Last week I finished the book Goodbye Piccadilly by Cynthia Harrod-Eagles. I have read a few books of Cynthia Harrod-Eagles in her "Morland Dynasty" series which range from the Renaissance to the 1920s time period, so you can find a time period you can enjoy. You will probably not be surprised but I like the books set in the Edwardian Period to the 1920s... so I was intrigued when I saw she is writing a series just about World War I.

The story is mostly set around the Hunter family... who are middle class with the husband working as a banker and the wife stays at home to mind the household and servants. The story starts off a little slow and what is happening in mainland Europe is just in the back ground. My main criticism of the story is that their are a lot of characters. While there are the Hunters and their 5 maybe 6 kids, there is also their servants, Mr. Hunter's sister and her own plot line. I am hoping as this is a series that we will get to see all these characters plots unfold and it won't be fruitless to keep track of their stories.

The two characters I was most interested in were the Hunter daughters Diana and Sadie. Diana is casted as the beauty of the village who has lots of suitors but her focus is on Charles Wroughton, who is the oldest son of the Earl. While Charles is in good position in society he is not the most social person mostly because of nerves and fear of not knowing what to say. So when he catches Diana's eyes he is actually intrigues that this beautiful girl is attracted to him. Of course his family thinks she is just a fortune hunter... and while that might be a bit true she is honestly interested in him.

The next daughter Sadie, is sixteen and loves horse and actually doesn't want to be out in society for her only destiny to be marriage. She gets a position (most likely volunteer) to help ride horses in order to get them ready for soldiers and begins a crush on the veterinarian.  I hope in the other books she will be able to develop and do real war work.

I also hope in the other books they will develop David, the oldest son of the Hunters, who enlisted in the army a few days after the war.

Outside of the Hunter family is the Hunter family servants. Ethel the young housemaid seems a little arrogant and full of herself... she kind of reminded me of the Ethel character in Downton Abbey, I hope she won't suffer the same fate.

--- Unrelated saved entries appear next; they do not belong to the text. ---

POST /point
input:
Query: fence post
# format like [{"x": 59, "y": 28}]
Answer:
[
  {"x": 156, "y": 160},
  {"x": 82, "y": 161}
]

I will be honest this book was not that thick (only 392 pages) but it did take me a bit to get through it... I don't think it was honestly the books fault. I love the history this book included it provided me valuable insights into English society at the beginning of WWI. For example: Charles Wroughton is not allowed to write to Diana herself, he has to write to her mother. I mean that definitely doesn't allow for much romance. Also it gave good information on dates and other historical background like the Irish wanting Home Rule and some suffragette information. I personally love these details as they inspired my own writing so I was happy to read them but I don't think the casual reader would care for them.
As the story was about the the same period that I am currently writing about I found the story inspiring and I think I spent some of my usual commute time reading to write out scenes. Also after falling in love with Susanna Kearsley this summer I would love to find an author who wrote WWI novels in her style. Do you have any suggestions?

As I said there are other books, I think only one other is out set in 1915 called Keep the Home Fire Burning but the library doesn't have it yet... so I will keep waiting to see what happens next.

Overall: I liked the story, but I could do with less characters and I don't know if the casual reader would enjoy a lot of the historical content... however I think it proves that Cynthia Harrod-Eagles has truly done her work and keeps it based in reality.